Las amarguras de la vida en una perspectiva espírita

 
 
Hay entre las personas quien no acepta la llamada ley de causa y efecto y atribuye las amarguras de la vida a la obra del acaso.

Pensar así equivale a no creer que existe Dios y admitir que estamos todos inmersos en algo que no presenta la mínima sabiduría o cualquier cosa parecida con lo que entendemos sea la misericordia, ya que el mundo nos presenta cada momento situaciones desesperantes, que harían secar nuestra fe si no pudieran recibir una explicación racional a la luz de las enseñanzas de Cristo.

Veamos el ejemplo siguiente.

El muchacho nació en la zona rural, hijo de un pequeño agricultor. No conoció en la infancia y en la juventud las acritudes de la vida. Pero, una vez casado, vio al padre obligado a disponer de su tierra, en el transcurso de cosechas que no rindieron y de los intereses bancarios exagerados, y, como en un pase de mágica, todos los de su familia pasaron de ser labradores autónomos, a la condición de asalariados.

Algún tiempo después, helo en una hacienda de caña de azúcar. La existencia difícil era compensada por un hogar donde cinco hijos pequeños le traían la alegría de vivir. Fue entonces que, en un momento fatídico e inesperado, un ligero descuido en la labranza lo hizo perder el brazo derecho y, así pues, su instrumento de trabajo, como servidor agricultor que era.

No es preciso decir que su patrón no tomó conocimiento del hecho, y el humilde servidor de la granja tuvo que abandonar la hacienda, buscando en una ciudad mayor una oportunidad de sobrevivir y mantener a la familia, aunque sin empleo y sin nadie a quién recurrir.

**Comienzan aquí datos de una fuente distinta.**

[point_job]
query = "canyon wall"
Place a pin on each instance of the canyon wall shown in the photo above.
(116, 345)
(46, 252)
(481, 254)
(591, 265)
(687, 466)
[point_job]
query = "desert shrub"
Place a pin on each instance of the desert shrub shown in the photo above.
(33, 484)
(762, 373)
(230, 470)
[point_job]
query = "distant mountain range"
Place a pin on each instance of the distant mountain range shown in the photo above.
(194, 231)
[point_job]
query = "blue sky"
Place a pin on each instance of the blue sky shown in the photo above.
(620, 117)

El lector sabe cual ha sido el destino de esas personas. Claro que, en el caso de arriba, que es un hecho que realmente ocurrió, la pareja y los cinco hijos fueron a parar a la periferia de una gran ciudad, más precisamente en una de las chabolas que la cercan, y fueron personas bondadosas de aquel rincón que, condolidas con aquel cuadro inusitado, le proporcionaron la edificación de una barraca sencilla, hecho con restos de madera, plástico y cartón, donde la familia pasó a vivir, dando inicio a una fase más – una fase de nuevas dificultades – en su corta existencia en la Tierra.

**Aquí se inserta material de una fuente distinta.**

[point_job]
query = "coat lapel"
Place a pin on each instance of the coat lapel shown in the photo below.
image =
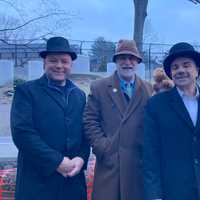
(197, 127)
(116, 94)
(53, 93)
(136, 99)
(179, 107)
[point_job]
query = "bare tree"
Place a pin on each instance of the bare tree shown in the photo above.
(139, 19)
(43, 18)
(140, 13)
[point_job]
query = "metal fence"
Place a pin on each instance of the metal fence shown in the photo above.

Fue de ese modo que algunas personas conectadas a la asistencia social espírita lo conocieron. El muchacho se dedicaba ahora a recoger papeles y a limpiar terrenos y patios, con lo que reunía algunos parcos recursos, claramente insuficientes, para alimentar y vestir  a sí mismo y a los hijos.

Rememoremos el caso.  

Primero, perdió la propiedad rural, que simbolizaba la solidez y la seguridad de sus padres y de él mismo. Enseguida perdió parte de su propio cuerpo y con él, el empleo. Ahora, iniciaba una vida nueva, aceptando con paciencia y resignación vicisitudes duras que él, con certeza, ignora por qué tocaron a su puerta, pero que le produjeron beneficios incalculables y duraderos, considerándose la transitoriedad de esos percances en base a la grandeza de la vida espiritual, que es eterna.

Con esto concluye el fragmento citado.